Alcántara is remembered for an incident while he was playing with the Pawtucket Red Sox, Boston's Triple-A affiliate of the International League. On July 3, 2001, after being brushed back a second time by Scranton/Wilkes-Barre Red Barons pitcher Blas Cedeño, Alcántara turned around, kicking catcher Jeremy Salazar, karate-style, in the left shoulder before charging the mound, throwing an unsuccessful punch at Cedeño before turning around as other players joined the fight until he was tackled by Kevin Orie. Alcántara was suspended for six games and lost his spot on the International League's All Star squad over the incident.

==Milwaukee Brewers==
Before the season, he was signed as a free agent by the Milwaukee Brewers, where he hit .250 with 2 home runs in 32 at bats. His final Major League game was on August 22, 2002, and he was released by the team after that season.

==Later career==
===2003===
Alcántara then played in 2003 with the Mexican League team Vaqueros Laguna but after agreeing a release with his Mexican team, he moved to the Korean league after he played 61 games with 14 home runs and a .341 batting average. He signed a US$100,000 contract with LG Twins including a US$30,000 signing bonus.

===2004===
He came back to Vaqueros Laguna for the 2004 season, but this time Vaqueros arranged a high buyout clause to his contract in order to have him the whole season. On 24 March 2004 he tied a Mexican league record after hitting 8 home runs in six games, tying the previous record set by the Mexican Héctor Espino in 1969. He was selected to play the Mexican home run derby where he made it to the final round losing to the American Morgan Burkhart 7-8. He finished the season leading the Mexican league in home runs with 27. After the Mexican league imposed a salary cap starting in the 2004 season, that Alcántara refused to accept, his was then suspended.

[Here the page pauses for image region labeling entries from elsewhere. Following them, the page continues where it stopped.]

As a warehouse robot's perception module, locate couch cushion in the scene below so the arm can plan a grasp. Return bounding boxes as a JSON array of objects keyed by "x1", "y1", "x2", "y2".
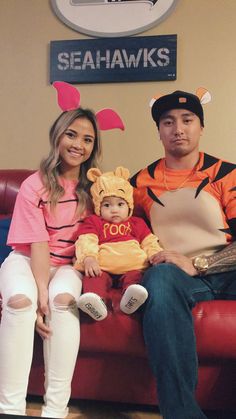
[{"x1": 0, "y1": 218, "x2": 11, "y2": 265}]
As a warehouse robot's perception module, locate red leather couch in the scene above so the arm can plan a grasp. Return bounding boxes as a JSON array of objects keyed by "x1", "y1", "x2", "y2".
[{"x1": 0, "y1": 169, "x2": 236, "y2": 410}]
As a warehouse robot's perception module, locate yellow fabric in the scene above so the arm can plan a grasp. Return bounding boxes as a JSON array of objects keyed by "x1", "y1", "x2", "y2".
[
  {"x1": 74, "y1": 233, "x2": 99, "y2": 271},
  {"x1": 75, "y1": 234, "x2": 161, "y2": 274}
]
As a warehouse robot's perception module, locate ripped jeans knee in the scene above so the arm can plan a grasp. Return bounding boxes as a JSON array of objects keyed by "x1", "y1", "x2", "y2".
[
  {"x1": 51, "y1": 293, "x2": 76, "y2": 311},
  {"x1": 5, "y1": 294, "x2": 33, "y2": 312}
]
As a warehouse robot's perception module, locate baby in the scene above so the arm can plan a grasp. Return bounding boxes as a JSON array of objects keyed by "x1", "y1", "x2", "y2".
[{"x1": 75, "y1": 167, "x2": 162, "y2": 320}]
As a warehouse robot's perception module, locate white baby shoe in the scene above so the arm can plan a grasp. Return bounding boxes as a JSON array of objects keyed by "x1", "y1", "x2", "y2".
[
  {"x1": 120, "y1": 284, "x2": 148, "y2": 314},
  {"x1": 78, "y1": 292, "x2": 107, "y2": 321}
]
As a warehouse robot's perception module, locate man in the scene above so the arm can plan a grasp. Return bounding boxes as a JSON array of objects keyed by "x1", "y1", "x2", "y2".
[{"x1": 131, "y1": 91, "x2": 236, "y2": 419}]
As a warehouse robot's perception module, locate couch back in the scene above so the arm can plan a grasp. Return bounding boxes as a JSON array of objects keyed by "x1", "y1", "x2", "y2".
[{"x1": 0, "y1": 169, "x2": 34, "y2": 219}]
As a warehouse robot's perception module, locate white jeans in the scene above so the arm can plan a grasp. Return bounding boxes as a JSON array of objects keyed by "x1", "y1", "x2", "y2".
[{"x1": 0, "y1": 252, "x2": 82, "y2": 418}]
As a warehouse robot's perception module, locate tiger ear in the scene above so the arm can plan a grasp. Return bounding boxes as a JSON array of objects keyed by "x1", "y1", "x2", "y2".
[
  {"x1": 196, "y1": 87, "x2": 211, "y2": 105},
  {"x1": 149, "y1": 93, "x2": 164, "y2": 108},
  {"x1": 114, "y1": 166, "x2": 130, "y2": 180},
  {"x1": 87, "y1": 167, "x2": 102, "y2": 182}
]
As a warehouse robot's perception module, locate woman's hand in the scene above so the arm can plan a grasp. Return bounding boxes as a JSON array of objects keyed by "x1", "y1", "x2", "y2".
[
  {"x1": 35, "y1": 310, "x2": 52, "y2": 339},
  {"x1": 84, "y1": 256, "x2": 102, "y2": 276},
  {"x1": 149, "y1": 250, "x2": 197, "y2": 276}
]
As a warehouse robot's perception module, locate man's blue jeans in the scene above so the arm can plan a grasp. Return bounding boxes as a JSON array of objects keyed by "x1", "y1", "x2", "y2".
[{"x1": 142, "y1": 263, "x2": 236, "y2": 419}]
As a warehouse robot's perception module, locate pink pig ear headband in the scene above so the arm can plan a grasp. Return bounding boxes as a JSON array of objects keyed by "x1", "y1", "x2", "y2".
[{"x1": 53, "y1": 81, "x2": 125, "y2": 131}]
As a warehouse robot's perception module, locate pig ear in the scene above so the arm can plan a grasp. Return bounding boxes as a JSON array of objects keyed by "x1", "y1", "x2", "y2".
[
  {"x1": 196, "y1": 87, "x2": 211, "y2": 105},
  {"x1": 96, "y1": 109, "x2": 125, "y2": 131},
  {"x1": 87, "y1": 167, "x2": 102, "y2": 182},
  {"x1": 53, "y1": 81, "x2": 80, "y2": 111}
]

He returned to the Korean baseball for the 2004 season with Doosan Bears.
Playing the Korean playoff against the Kia Tigers and winning 2–0 but losing to Samsung Lions 1–3 and winning the league third place.

===2005===
He played for Uni-President Lions of Taiwan's Chinese Professional Baseball League in , where he was nicknamed "Al-Qaeda". He hit 15 home-runs in 44 games, with a batting average of .330, but was released for reasons never fully explained by the management. He later played with the Mexican team Rojos del Águila de Veracruz, posting a .281 with five home runs and 15 RBI in just 27 games. He then joined Rojos del Águila de Veracruz in July in the late part for the league playoffs fight but his team was disqualified by Tigres de la Angelópolis.
Alcántara also played four games for the New Jersey Jackals of the independent Canadian-American Association of Professional Baseball, homering on 10 August before being released on 15 August.

===2007===
Alcántara contributed with the Colombian team Caimanes de Barranquilla 2007–08 league championship, when he hit a home run in the 10th inning of the fourth game of the best-of-7 series that his team swept.

==Winter league==
Alcantara played for the Dominican team Tigres del Licey from 1994–95 to the 2004–05 season, winning the 2004 Caribbean Series and the All-Star team selection. He led the Dominican Professional Baseball League in home runs in the 1999-00 season with six, and had 10 HR with 34 RBI and the 2002–03 when he hit 9 HR and had produced 21 RBI. He was released by Licey after hitting .171 with only 4 homers, but surpassing Alonzo Perry with 47 home runs with the Licey uniform and played with Leones del Escogido in the 2005–06 and finally with Estrellas Orientales and later for Gigantes del Cibao for the 2006–07 season, retiring in fourth place with 52 HR in the Dominican league. He acted as assistant coach for Tigres del Licey in the 2009–10 season.

Since 2015, Alcantara acted as assistant coach for Leones del Escogido and became a Christian.